Success stories

SARS-CoV-2 wastewater surveillance

The UB Enteric Virus Group coordinates and tracks SARS-CoV-2 in wastewater in Spain and Catalonia

Environmental surveillance of SARS-CoV-2 in untreated wastewater has proven to be a valuable tool to complement and bolster clinical and epidemiological surveillance of COVID-19. In this line, researchers Rosa Maria Pintó and Albert Bosch of the UB Enteric Virus Group have analysed wastewater samples from Spain and Catalonia through the VATar project, run by the Ministry of Health and Ministry for the Ecological Transition and Demographic Challenge, and the SARSAIGUA project, coordinated by the Catalan Institute for Water Research (ICRA) and funded by the Catalan Ministry of Health.

The surveillance programme monitors SARS-CoV-2 levels and variants in wastewater entering purification plants (EDAR) in Spain (VATar project) and Catalonia (SARSAIGUA project).

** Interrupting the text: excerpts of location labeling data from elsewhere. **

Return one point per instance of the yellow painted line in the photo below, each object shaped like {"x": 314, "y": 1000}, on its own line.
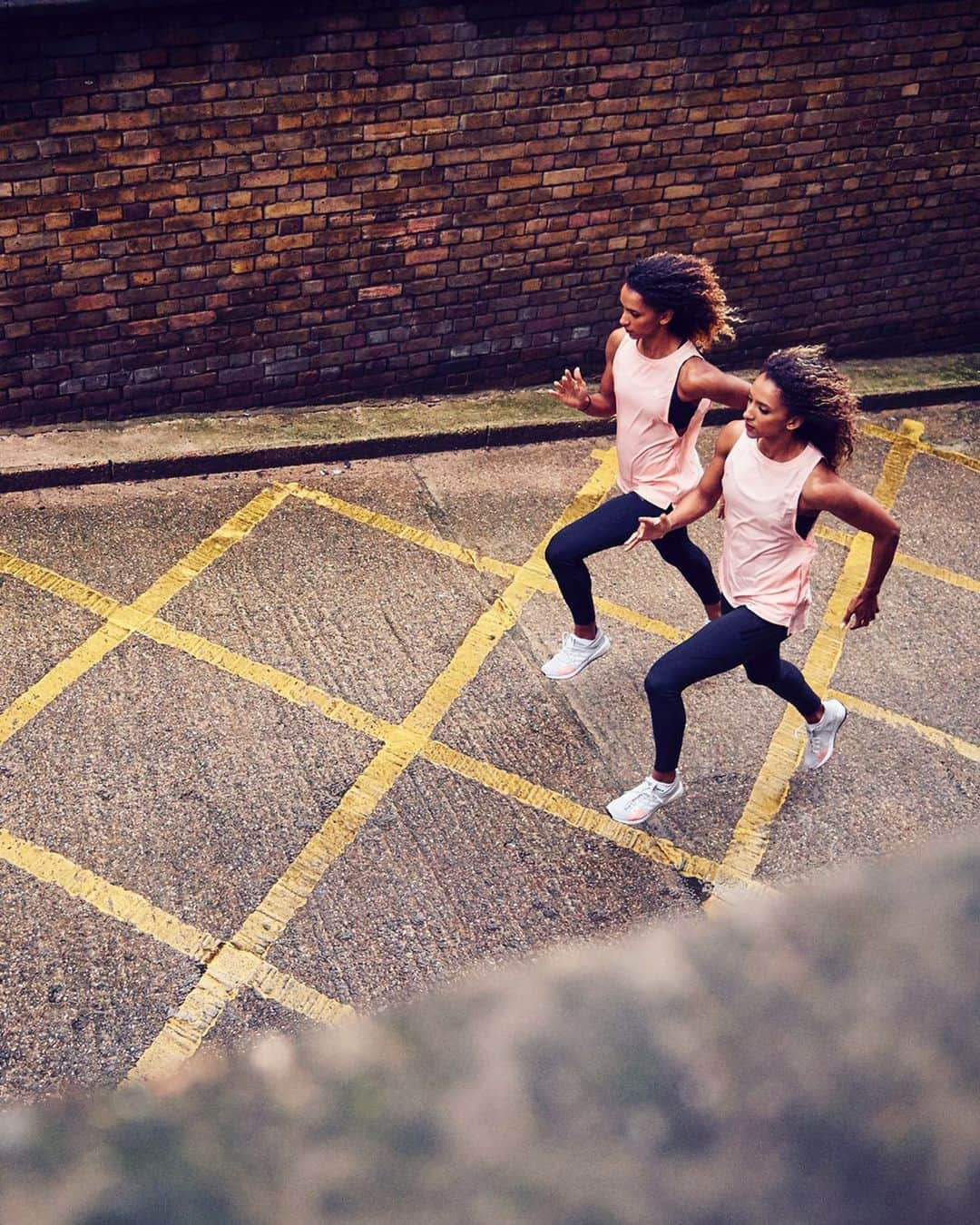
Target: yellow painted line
{"x": 658, "y": 850}
{"x": 111, "y": 899}
{"x": 84, "y": 657}
{"x": 906, "y": 561}
{"x": 751, "y": 835}
{"x": 534, "y": 573}
{"x": 124, "y": 618}
{"x": 230, "y": 533}
{"x": 56, "y": 584}
{"x": 948, "y": 454}
{"x": 402, "y": 531}
{"x": 346, "y": 713}
{"x": 935, "y": 735}
{"x": 184, "y": 1032}
{"x": 141, "y": 914}
{"x": 289, "y": 993}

The staff at each of the plants take a sample once a week and the data obtained is available to the public.

According to the researchers, Rosa Maria Pintó and Albert Bosch, this method is quite reliable, as the data has shown. “We get population data using a non-invasive system, allowing us to anticipate an increase or decrease in cases and providing information on both symptomatic and asymptomatic cases.”

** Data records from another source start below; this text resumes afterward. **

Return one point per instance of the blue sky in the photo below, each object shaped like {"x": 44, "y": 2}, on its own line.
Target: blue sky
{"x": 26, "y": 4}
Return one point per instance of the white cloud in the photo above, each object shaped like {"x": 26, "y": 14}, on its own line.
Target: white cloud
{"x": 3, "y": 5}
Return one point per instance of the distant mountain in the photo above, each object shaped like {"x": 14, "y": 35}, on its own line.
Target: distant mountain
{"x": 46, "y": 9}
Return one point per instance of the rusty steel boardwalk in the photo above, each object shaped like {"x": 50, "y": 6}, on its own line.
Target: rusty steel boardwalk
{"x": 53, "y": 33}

This method provides an early warning of community transmission of the virus in the area and makes it possible to track the spread of the virus among the population, showing the trends, evolution and critical points or points of highest risk.

Now that it is no longer obligatory to report the number of cases, analyses like these are essential. “We can estimate increases or decreases in incidence based on changes in SARS-CoV-2 levels in the samples. Furthermore, we also look for any new variants that may appear, which allowed us to anticipate circulation of the Omicron variants BQ.1/BQ.1.1 before clinical cases were detected in Catalonia,” Pintó and Bosch highlight.

Detecting viruses in wastewater is a technique that has mainly been used for COVID-19, but could also be used for other viruses like the flu or polio.